(February) Last week, the BLS released the Consumer Price Index number for January 2012. CPI is the most widely used measure of inflation in the United States. In January, the Consumer Price Index rose 0.2%, for an annualized rate of 2.9%. Expectations for January CPI were slightly higher, around 0.3%
Core inflation, which removes the most volatile components of CPI (food and energy prices), also rose 0.2%. This was in line with expectations.
The stated goal of The Federal Reserve is to keep CPI at 2.0%. However, the market did not have as strong reaction to the number. The securities which should be the most heavily impacted by the release of CPI number are TIPS (Treasury Inflation Protected Securities).
The principal value of a TIPS is directly linked with CPI.
If CPI goes up 2.0%, so will the principal value of the TIPS bonds. The 10 year TIPS barely moved with its price decreasing 1/16 of point. In another words, nobody was shocked by the numbers or thought it would have an impact on the FED’s interest rate policy.

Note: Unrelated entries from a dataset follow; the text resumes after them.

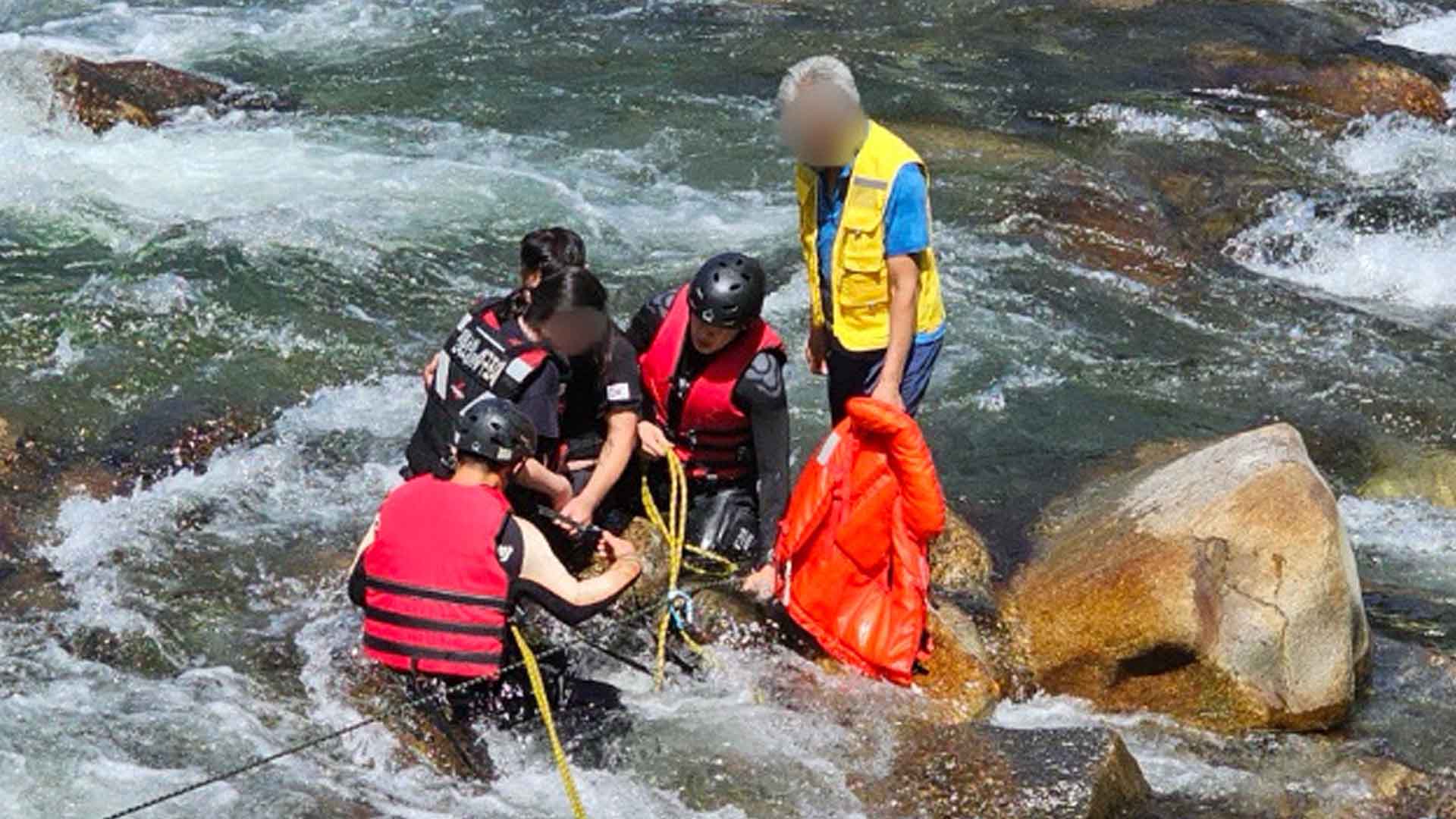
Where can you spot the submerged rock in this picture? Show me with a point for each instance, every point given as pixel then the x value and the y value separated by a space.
pixel 9 439
pixel 990 773
pixel 102 95
pixel 1219 588
pixel 1429 475
pixel 1326 91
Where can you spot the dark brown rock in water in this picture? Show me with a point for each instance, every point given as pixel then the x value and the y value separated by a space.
pixel 1327 91
pixel 101 95
pixel 1101 228
pixel 1219 588
pixel 989 773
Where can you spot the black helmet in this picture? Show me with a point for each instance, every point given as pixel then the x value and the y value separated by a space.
pixel 727 290
pixel 495 430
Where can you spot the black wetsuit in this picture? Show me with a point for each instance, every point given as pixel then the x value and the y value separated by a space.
pixel 584 708
pixel 724 516
pixel 603 382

The inflation number is however bad news for those living on limited income from investments, given where interest rates currently stand. A typical 1 year CD pays around 0.76% APY. An investor in CD’s would in fact be losing money in terms of their ability to purchase goods and services. After a year, $10,000 invested in a 1 year CD would be worth $10,076. However, to buy the same amount of “stuff” that $10,000 bought a year ago, an investor would need $10,290. In short, the “Real Interest Rate” (interest minus inflation), is negative. This is very abnormal. Typically, the real interest rate is between 1 and 2%. (See Table Below showing historical real interest rates).
This abnormal situation may last until the end of 2014. The Federal Reserve has been actively keeping interest rates low in order to spur economic growth and reduce unemployment. In the most recent meeting, the consensus view among FOMC members (the decision makers) was that their low interest rate policy would continue for the next two years.